Come vedi sono domande banali, la cui risposta è no. No, non lo pensi. Pensi invece, di questo sono abbastanza sicuro, che sei andato anche questa volta, come le altre, in coda ad un gazebo per dare una possibilità al centrosinistra, cioè ad una alternativa a Berlusconi, al berlusconismo, ai suoi epigoni. E anche se non hai fatto sufficiente attenzione al piccolo particolare che Renzi, il candidato che hai legittimato, non pronuncia mai la parola “centrosinistra”, avresti voluto che l’uscita di scena del deludente governo Letta oltre che avvenire con ben altro stile avesse come puntata successiva uno spostamento, anche lieve, a sinistra, come usa dire. La destra è divisa, Berlusconi alle corde, i grillini fermi sulle ginocchia del loro stesso immobilismo, il centro che si tiene insieme come le schegge di una bomba. Quale migliore occasione, per l’uomo solo al comando che ha il vento in poppa, dentro e fuori il partito, per orientare la bussola nella direzione del cambiamento?
C’erano tanti modi per farlo, in politica ci sono sempre tanti modi e il cambio improvviso di governo era solo uno di questi. Ha scelto proprio quello di ridare centralità a Berlusconi, che ora vola nei sondaggi, e di spostare il tempo del governo dall’emergenza dei diciotto mesi di Letta all’intera legislatura. Fosse così, il partito democratico attraverserebbe la durata della crisi governando per quasi sette anni ininterrottamente con la destra, cinque di legislatura e gli altri col reciproco sostegno a Monti. Come potrà dire di essere alternativo alla destra quando prima o poi ci sarà il voto? E’ dunque una direzione, quella verso cui Renzi sta portando il partito democratico, in fondo alla quale risulterà mutata, o definitivamente chiarita, la sua stessa natura e collocazione nel sistema politico italiano.

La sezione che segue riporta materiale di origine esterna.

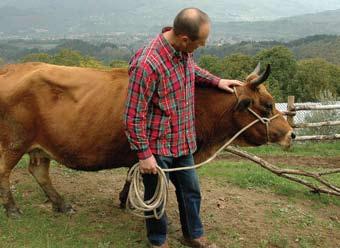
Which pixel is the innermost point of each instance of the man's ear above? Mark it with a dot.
(243, 104)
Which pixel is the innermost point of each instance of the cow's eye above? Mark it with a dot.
(269, 106)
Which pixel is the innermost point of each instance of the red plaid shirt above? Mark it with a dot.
(159, 115)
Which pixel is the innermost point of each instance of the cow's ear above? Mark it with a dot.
(243, 104)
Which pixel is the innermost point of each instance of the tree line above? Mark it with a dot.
(311, 79)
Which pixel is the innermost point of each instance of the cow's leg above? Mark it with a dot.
(8, 160)
(39, 167)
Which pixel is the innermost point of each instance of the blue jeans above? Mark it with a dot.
(188, 197)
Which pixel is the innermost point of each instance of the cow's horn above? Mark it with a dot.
(257, 69)
(263, 77)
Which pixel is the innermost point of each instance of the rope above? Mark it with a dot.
(158, 202)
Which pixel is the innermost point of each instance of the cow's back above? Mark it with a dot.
(73, 114)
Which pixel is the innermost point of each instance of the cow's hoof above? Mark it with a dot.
(63, 208)
(122, 205)
(13, 213)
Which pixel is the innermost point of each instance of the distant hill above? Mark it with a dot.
(327, 22)
(78, 18)
(318, 46)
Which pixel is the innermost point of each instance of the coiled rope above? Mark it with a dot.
(157, 204)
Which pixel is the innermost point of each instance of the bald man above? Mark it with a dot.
(160, 117)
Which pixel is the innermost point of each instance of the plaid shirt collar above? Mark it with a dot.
(169, 49)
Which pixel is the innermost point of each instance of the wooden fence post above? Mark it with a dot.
(290, 108)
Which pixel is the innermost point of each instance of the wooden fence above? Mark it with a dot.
(292, 108)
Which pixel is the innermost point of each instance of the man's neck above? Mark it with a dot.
(172, 39)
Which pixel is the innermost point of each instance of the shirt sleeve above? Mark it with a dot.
(140, 90)
(203, 77)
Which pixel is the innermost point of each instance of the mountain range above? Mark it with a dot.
(242, 19)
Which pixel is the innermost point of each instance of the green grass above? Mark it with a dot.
(39, 227)
(251, 175)
(99, 224)
(315, 149)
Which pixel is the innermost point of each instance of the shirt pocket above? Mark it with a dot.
(171, 89)
(159, 127)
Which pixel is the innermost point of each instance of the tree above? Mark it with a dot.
(237, 66)
(316, 80)
(283, 66)
(212, 64)
(37, 57)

Ora, cara elettrice e caro elettore del partito democratico, delle due l’una. Se “legittimando” Renzi alla guida del tuo partito volevi si giungesse a tanto, niente da dire, ci sei riuscito e anche rapidamente. Cavallerescamente c’è da augurarti buona fortuna e fine dell’equivoco. Ma se lo spirito con cui ti sei recato al gazebo era quell’altro, a questo punto dovresti davvero fare qualcosa di nuovo. Come vedi la delega domenicale della democrazie e della partecipazione non funziona. Neppure funziona ogni volta l’incazzatura dell’attimo dopo che ti fa solo trangugiare rospi. Il tuo esofago dovrebbe essere già ben saturo di questo permanente esercizio che accompagna l’ancor breve storia del tuo partito. E con l’esofago in tilt la tua voce sparirà a poco a poco, finché ti ritroverai muto.